UST RESEARCHERS USE COMPUTATIONAL MODELS TO SCREEN COMPOUNDS IN SARS-CoV2
A TEAM of researchers from the University of Santo Tomas, in collaboration with researchers from the Shanghai Jiao Tong University in China, created computational models to screen compounds found in SARS-CoV2, which causes the coronavirus disease.
Professor Allan Patrick Macabeo led the team alongside Abbas Khan and Dong-Qing Wei from Shanghai.
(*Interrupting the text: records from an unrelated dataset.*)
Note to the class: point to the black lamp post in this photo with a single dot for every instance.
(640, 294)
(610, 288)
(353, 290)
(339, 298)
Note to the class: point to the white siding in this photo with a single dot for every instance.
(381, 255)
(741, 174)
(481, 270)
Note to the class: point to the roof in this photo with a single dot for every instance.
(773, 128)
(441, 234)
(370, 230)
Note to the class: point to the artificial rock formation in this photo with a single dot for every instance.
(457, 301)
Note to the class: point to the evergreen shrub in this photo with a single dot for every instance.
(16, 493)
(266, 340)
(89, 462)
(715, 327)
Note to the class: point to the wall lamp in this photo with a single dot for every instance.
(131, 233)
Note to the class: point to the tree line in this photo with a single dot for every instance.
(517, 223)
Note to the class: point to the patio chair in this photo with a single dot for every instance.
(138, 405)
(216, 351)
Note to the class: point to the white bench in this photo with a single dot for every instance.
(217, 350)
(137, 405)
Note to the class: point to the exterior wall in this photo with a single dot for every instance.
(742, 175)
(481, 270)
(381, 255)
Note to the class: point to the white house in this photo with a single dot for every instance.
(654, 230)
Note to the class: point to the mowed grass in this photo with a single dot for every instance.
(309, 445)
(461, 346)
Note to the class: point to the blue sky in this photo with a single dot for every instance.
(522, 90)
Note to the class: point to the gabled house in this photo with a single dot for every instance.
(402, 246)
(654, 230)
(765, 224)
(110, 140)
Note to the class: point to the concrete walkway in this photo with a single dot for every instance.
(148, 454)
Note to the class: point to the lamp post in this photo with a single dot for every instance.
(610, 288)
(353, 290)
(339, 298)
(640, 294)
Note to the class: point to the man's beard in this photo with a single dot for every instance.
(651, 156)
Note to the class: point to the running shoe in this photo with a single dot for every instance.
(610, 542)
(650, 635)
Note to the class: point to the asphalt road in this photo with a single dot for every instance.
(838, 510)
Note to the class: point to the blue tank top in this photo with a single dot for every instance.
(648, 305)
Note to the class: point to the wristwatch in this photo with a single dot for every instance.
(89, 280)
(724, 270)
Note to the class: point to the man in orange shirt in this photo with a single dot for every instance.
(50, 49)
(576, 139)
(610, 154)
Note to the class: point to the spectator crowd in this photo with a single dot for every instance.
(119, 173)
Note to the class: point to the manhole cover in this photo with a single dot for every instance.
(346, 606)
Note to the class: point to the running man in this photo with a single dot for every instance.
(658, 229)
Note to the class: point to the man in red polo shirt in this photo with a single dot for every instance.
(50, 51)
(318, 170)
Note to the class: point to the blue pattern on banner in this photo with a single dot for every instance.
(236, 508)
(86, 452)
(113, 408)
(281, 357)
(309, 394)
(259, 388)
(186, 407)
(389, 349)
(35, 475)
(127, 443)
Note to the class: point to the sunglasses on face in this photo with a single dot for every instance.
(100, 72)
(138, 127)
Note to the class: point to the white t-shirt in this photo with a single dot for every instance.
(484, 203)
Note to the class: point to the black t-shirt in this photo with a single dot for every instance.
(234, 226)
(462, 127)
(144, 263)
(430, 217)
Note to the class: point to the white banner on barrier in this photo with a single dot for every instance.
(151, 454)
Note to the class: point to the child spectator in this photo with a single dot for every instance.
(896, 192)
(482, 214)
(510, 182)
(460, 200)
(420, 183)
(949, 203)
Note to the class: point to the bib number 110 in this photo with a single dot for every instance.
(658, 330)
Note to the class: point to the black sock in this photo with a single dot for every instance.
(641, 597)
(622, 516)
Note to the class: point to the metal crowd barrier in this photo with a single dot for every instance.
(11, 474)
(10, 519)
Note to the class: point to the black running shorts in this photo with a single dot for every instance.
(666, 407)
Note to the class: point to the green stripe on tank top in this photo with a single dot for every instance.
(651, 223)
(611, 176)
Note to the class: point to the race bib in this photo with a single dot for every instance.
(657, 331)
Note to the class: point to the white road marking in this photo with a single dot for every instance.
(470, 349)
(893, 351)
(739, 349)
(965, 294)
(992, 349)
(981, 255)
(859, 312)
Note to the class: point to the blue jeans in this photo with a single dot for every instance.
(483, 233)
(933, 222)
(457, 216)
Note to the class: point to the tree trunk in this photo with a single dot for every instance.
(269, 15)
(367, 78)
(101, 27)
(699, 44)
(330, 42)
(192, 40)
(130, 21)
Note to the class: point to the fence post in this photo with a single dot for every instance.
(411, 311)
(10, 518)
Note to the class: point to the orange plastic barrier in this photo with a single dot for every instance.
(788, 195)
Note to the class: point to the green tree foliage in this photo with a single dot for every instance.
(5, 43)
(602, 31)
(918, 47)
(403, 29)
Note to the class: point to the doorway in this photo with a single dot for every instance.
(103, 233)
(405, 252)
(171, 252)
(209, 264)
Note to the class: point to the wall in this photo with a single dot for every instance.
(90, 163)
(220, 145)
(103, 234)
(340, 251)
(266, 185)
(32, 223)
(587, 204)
The other members are Mark Andrew Mendoza, Justin Allen Lim, Jehiel Karsten Ong, and Luis Agustin Pilapil of the Research Center for the Natural and Applied Sciences; Kin Israel Notarte, Adriel Pastrana, and Rey Arturo Fernandez of the Faculty of Medicine and Surgery; Mark Tristan Quimque and Rhenz Alfred Liman of Graduate School.
“The team’s aim was to find potential drug candidates to combat SARS-CoV2. The study focused on the exploitation of fungal secondary metabolites with profound antiviral activity on a range of known pathogenic viruses such as the human immunodeficiency virus, influenza virus, herpes simplex virus, and hepatitis C virus—as potential drug prototypes against the SARS-CoV2 virus,” the researchers said.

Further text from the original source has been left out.